Just as the federal government financially supported many of Bonn's and Bad Godesberg's institutions, the Godesberg city administration also received subsidies for the operation of the municipal theatre. According to an agreement from 1970, 58.7 % of the theatre's loss compensation was taken over by the federal government. Thanks to the efforts of the members of the Bundestag Hugo Hauser and Horst Ehmke, the federal subsidy for the maintenance costs was even increased to 70 % in 1980. In 1986, structural adjustments were made to the building as part of its incorporation into the umbrella organisation Theater Bonn – since then known as Kammerspiele. In 2008, the city financed new seating; today it seats 473 spectators.

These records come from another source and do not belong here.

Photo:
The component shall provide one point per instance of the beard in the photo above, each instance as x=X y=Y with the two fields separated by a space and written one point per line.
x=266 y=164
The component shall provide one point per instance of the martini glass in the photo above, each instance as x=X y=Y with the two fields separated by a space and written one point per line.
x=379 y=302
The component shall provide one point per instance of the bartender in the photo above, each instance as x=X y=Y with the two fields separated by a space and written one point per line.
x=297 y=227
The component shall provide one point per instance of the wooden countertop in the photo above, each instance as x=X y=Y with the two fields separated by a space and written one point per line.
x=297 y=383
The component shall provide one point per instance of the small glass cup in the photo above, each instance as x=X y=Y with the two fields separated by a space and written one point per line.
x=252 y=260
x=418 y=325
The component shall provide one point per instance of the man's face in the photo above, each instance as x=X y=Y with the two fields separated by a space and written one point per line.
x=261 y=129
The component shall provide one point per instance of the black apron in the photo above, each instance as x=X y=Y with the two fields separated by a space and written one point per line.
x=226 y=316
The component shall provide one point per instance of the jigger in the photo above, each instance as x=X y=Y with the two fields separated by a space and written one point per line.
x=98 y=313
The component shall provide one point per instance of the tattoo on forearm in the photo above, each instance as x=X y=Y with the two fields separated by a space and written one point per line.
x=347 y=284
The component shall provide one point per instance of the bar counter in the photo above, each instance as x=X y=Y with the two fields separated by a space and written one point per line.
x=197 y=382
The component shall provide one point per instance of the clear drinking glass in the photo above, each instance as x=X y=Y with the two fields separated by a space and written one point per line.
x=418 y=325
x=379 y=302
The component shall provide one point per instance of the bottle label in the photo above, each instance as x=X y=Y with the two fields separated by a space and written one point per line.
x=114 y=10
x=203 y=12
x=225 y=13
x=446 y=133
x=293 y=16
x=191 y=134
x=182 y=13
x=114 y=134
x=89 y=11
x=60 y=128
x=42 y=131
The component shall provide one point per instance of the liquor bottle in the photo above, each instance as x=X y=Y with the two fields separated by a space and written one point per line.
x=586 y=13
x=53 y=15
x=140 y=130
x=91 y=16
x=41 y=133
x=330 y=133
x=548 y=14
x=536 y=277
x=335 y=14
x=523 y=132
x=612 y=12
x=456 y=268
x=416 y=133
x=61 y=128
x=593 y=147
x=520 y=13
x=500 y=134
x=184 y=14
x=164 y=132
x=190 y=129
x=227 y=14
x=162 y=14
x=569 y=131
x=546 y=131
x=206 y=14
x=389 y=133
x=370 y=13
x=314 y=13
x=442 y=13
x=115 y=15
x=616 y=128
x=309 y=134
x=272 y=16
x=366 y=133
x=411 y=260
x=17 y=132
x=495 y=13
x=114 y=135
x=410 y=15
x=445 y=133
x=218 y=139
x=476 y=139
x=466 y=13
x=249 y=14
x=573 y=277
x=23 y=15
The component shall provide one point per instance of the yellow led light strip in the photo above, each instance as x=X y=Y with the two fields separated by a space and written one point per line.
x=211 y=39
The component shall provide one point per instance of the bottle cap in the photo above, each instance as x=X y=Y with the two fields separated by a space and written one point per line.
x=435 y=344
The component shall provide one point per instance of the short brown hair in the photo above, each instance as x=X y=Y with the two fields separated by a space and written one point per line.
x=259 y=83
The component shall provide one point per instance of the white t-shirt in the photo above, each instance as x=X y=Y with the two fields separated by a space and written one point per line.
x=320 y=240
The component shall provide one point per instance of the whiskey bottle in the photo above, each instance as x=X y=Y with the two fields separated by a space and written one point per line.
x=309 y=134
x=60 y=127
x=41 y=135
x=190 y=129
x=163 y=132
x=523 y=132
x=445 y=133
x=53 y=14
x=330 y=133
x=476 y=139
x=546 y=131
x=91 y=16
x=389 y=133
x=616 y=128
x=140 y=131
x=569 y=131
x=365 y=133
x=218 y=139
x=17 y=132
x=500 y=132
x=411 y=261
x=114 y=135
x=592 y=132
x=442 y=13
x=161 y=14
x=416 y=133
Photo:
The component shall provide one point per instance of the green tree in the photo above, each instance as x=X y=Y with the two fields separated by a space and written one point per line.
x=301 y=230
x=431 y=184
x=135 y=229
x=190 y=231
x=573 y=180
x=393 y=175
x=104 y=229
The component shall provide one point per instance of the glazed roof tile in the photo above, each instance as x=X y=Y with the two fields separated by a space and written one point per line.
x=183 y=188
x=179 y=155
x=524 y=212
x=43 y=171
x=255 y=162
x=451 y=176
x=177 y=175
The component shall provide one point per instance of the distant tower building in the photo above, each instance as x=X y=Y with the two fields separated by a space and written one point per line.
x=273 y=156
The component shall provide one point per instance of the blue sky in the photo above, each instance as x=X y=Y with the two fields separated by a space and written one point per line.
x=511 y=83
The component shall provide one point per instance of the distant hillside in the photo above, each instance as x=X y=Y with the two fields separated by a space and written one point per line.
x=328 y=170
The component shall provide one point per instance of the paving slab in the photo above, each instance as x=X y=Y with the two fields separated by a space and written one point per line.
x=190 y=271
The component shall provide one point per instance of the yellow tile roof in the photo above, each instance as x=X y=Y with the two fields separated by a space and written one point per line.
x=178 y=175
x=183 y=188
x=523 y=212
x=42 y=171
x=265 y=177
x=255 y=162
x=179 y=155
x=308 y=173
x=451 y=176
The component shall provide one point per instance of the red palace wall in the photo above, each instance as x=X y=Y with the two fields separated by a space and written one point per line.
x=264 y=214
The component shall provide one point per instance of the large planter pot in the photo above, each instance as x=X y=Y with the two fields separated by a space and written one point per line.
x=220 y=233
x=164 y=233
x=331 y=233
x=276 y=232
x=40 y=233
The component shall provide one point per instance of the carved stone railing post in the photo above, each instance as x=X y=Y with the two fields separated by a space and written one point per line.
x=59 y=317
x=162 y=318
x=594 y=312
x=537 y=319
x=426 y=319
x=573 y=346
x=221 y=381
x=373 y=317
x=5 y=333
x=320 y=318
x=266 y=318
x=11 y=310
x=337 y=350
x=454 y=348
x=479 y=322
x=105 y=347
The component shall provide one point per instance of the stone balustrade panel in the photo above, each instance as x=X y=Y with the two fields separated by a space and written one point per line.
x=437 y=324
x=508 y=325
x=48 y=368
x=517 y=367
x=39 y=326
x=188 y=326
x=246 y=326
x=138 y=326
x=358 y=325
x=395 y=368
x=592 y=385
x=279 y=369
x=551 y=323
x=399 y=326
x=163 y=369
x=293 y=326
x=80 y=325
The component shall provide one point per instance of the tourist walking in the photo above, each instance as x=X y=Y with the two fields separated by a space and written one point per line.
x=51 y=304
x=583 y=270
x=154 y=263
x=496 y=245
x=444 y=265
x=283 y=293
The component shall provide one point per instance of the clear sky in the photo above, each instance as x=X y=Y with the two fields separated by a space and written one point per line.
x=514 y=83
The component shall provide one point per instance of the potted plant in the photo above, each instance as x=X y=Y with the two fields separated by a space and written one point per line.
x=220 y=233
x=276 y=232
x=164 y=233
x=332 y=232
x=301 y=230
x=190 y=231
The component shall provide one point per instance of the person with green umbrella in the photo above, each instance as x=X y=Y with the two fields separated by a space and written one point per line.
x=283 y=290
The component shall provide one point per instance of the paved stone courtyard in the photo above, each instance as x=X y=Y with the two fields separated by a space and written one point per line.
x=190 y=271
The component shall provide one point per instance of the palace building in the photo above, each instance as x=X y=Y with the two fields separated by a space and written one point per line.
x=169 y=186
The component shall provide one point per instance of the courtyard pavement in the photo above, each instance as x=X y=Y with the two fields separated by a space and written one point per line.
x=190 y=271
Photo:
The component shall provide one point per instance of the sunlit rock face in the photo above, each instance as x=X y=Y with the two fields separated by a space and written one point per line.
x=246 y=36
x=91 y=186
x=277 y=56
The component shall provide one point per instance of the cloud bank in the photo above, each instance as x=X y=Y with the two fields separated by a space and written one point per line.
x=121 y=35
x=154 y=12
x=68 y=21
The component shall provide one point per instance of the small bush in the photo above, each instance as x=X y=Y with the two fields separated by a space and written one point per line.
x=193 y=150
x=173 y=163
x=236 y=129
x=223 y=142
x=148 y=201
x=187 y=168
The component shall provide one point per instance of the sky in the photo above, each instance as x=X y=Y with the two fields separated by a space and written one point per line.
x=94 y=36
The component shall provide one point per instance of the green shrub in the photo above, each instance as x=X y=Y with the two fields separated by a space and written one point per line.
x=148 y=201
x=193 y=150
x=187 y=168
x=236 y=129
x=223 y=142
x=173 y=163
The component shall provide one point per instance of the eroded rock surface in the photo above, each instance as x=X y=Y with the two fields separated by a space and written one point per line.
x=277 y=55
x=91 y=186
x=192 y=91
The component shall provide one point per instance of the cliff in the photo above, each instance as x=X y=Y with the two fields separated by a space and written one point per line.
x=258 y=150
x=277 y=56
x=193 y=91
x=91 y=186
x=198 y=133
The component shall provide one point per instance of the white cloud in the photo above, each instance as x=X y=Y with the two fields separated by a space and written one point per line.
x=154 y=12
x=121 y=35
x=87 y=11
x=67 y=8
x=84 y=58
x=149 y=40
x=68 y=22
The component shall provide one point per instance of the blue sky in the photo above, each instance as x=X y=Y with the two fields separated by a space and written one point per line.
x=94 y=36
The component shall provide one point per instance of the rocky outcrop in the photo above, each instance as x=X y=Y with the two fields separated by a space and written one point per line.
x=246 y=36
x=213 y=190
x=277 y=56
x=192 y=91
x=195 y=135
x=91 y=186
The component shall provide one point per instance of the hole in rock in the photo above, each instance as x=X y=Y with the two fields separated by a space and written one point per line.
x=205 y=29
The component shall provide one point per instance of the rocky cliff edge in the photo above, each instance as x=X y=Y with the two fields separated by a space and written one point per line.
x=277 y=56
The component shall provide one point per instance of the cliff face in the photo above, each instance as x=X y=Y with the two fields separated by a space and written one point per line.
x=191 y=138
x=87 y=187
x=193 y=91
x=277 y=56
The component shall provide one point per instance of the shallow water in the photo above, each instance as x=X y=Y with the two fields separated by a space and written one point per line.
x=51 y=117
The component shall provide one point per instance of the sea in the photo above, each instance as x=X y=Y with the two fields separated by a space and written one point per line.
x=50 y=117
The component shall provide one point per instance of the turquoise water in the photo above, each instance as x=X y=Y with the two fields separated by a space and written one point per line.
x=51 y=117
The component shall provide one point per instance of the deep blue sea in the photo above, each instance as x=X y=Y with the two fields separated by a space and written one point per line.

In 2008, the Bonn city council placed the theatre under a preservation order. The scope of protection concerns the exterior building and the box office hall. The workshop hall adjoining the building is not protected.

=== Renaming ===
The new acting director Jens Groß, who was hired in 2018, suggested renaming the Godesberg Kammerspiele to "Schauspielhaus". This was implemented at the start of the 2018/2019 season and celebrated with the annual theatre festival on 9 September 2018. The festival has so far taken place in and in front of the Bonn Opera House.

=== Discussions about closing the theatre ===
The closure and change of use of the theatre building has been regularly discussed since 2006. In 2014, Lord Mayor Jürgen Nimptsch pleaded for the abandonment of the Bad Godesberg theatre as a municipal venue. The city administration proposed to the city council that plays be staged in the Bonn Opera in the future. In addition to the high running costs, upcoming renovation costs in the Godesberg house for stage technology and electrics amounting to several million euros were referred to as justification. The costs alone for the necessary renovation of the stage machinery were estimated at around two million euros. Some of the high costs for transporting sets and scenery between the depot on the grounds of Halle Beuel, the house in Bad Godesberg and the opera house on the banks of the Rhine could also be avoided if the two were merged.

In 2015, it was then decided to make the Godesberg House the central venue for plays in Bonn. The municipal theatre, which until now played in the Halle Beuel, has since used the Schauspielhaus in Bad Godesberg. It had to leave the Beueler Halle to make room there for the performances of the Pantheon-Theater, which was not financed by the city and which in turn had to move out of the Bonn-Center to be demolished. The Schauspielhaus thus received a guarantee of continued existence beyond 2018.

== Architecture ==
The building, measuring around 30 metres × 70 metres, extends along the street Am Michaelshof to the Theaterplatz, where it has its main entrance and which it dominates by its appearance. The building, covered with a flat roof, is staggered in different heights, depending on the use of the individual building components. The imposing storefront is designed with bands of narrow, highly rectangular, slit-like windows. The corners of the building are rounded.

The justification for the application for protection as a monument read:

- The staggered theatre building with flat roofs is characteristic of the construction method and formal design of a progressive architectural concept of the post-war period.